Relief is finally at hand. The strange, intractable problems that have plagued Windows 8 since it was first shipped a year ago are being addressed and, in some cases, fixed. Or perhaps I should say that most of them have been addressed. But for reasons that remain unknown, there are features of Windows 8.1 that you will still need but aren’t there.
On the other hand, the upgrade process is fairly simple for most users, and even better, it’s probably going to be free. But the discount price for upgrading from a previous version of Windows is gone.
Everyone will pay the same whether it’s for an entirely new version of Windows or an upgrade from a previous version. In addition, the only previous version from which you can upgrade is Windows 7. If you have Windows XP or Vista, you’re out of luck.
The good news is that Microsoft has worked to ease the learning curve with Windows 8.1. There’s a lot of new context-sensitive help and a new app aimed at providing hints and tips that make it easier to figure out what you want the new version of Windows to do. You get prompts for features such as the active corners, so that when you move your mouse in the direction of the lower right, for example, you get told that the Start button is there.

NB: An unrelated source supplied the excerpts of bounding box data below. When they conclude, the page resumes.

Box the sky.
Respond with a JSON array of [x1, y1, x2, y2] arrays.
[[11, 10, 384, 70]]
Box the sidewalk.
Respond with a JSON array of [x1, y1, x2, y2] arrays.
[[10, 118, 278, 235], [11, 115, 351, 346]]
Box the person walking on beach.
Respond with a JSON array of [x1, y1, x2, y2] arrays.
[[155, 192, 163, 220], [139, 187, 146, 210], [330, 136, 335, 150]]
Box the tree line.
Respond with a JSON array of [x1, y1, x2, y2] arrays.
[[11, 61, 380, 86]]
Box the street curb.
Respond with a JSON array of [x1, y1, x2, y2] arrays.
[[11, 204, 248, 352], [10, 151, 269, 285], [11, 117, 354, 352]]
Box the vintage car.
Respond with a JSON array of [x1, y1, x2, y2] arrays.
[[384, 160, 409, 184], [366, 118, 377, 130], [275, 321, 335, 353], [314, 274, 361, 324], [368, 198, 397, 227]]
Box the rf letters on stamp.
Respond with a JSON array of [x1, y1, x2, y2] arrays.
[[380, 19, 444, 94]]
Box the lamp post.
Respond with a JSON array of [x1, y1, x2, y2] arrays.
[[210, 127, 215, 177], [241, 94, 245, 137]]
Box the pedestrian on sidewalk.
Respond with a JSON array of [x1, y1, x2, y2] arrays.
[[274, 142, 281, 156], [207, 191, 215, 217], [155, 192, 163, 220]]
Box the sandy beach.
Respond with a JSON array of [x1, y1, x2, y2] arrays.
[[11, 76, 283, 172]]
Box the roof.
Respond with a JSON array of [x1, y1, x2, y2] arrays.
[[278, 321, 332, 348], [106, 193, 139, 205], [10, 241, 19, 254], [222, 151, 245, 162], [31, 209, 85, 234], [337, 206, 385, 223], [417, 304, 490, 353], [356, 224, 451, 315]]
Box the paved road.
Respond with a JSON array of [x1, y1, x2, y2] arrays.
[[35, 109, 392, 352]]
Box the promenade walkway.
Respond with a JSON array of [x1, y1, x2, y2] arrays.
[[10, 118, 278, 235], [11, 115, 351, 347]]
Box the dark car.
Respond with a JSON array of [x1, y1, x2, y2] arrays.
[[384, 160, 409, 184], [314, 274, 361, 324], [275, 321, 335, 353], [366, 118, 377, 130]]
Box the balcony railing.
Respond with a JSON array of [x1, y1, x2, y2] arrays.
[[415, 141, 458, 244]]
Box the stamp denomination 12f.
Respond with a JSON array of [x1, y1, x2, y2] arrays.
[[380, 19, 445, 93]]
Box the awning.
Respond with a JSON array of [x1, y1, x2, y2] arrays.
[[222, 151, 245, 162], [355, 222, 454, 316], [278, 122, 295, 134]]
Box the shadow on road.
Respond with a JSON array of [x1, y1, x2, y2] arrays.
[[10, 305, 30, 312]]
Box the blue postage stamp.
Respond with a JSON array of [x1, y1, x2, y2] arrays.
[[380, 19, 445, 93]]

But that’s not to suggest that the old-and-yearned-for Windows 7 Start button is back. This Start button will allow you to launch some applications, but the old ability to launch programs that you use a lot still hasn’t returned. But if you right-click on the new Start button, you’ll get a menu with most of what you want.
Other things that users have asked for have appeared in Windows 8.1. For example, you no longer need to boot the computer into the Start Screen with its tiles and apps. Instead you can boot into the desktop, just like you could with earlier versions of Windows.
This is a good thing, because even though apps may show up on the tiles of the Start Screen, you’ll find that most of them still drop you into the desktop before the app is launched. So if you’re going to run, for example, Microsoft Word anyway, you might as well start at the desktop.
One thing that Microsoft took away when it launched Windows 8 is now back with Windows 8.1, and that’s the ability to pick your own default programs.
Windows 8.1 Upgrade Delivers Good and Bad News
Previously, you had no choice but to accept Internet Explorer 11 as your browser with Windows 8, for the simple reason that IE11 is no longer a separate application. It’s part of Windows 8 and now 8.1.
Even though you could install a different browser and use it as the default for opening links, IE was still there and handled a number of functions. Now you can turn Internet Explorer off completely, but it’s still there and some parts of Windows may still make use of it.
While it’s hard to believe sometimes that people actually missed the old Windows interface, apparently they do. With the new update to Windows, you don’t really have to look at the tiles on the Start Screen again.
However one thing that some people really disliked about Windows 8, in whatever incarnation, was the use of live tiles on the Start Screen. I’ve heard complaints about how distracting the live tiles were from people starting with the first Windows Phone 8 release. With larger screens, live tiles became even more distracting. Now you can turn off the live information. You can also resize and relocate those tiles.
Unfortunately, some things weren’t fixed. The biggest disappointment is the support for POP3 in the mail program. While the standard mail program has been extensively reworked, and it’s got a lot of nice features, you still can’t use POP3. The only solution is to use Outlook.com to access your POP services, or to install Outlook, whether as part of Microsoft Office or as part of Office 365. Of course, you can always use a third-party mail app.
Getting the Windows 8.1 upgrade is fairly straightforward. If you already have Windows 8, it’ll show up in the Windows Store. Once you select the upgrade it’ll be installed automatically. It’s worth noting that your Windows 8 apps will be updated automatically once Windows 8.1 is installed.
If you don’t have Windows 8, or if you don’t want to install it from the Windows Store, Microsoft will also have .iso files available so that you can create a DVD or install it from a USB drive.
If you’re running Windows 7, you can update to Windows 8.1 and your information will be retained. But you’ll need to reinstall your applications. If you have an earlier version of Windows, you’ll need to perform a fresh installation. Going to Windows 8.1 from an earlier version of Windows isn’t free.
While the Windows 8.1 upgrade is theoretically available starting at 7 a.m. EST on Oct. 17, you might want to wait until later in the day, or maybe even until the next day, to download Windows. You can assume that the servers around the world will be clogged.
Editor’s Note: This story was updated to clarify the browser selection process in Windows 8.1.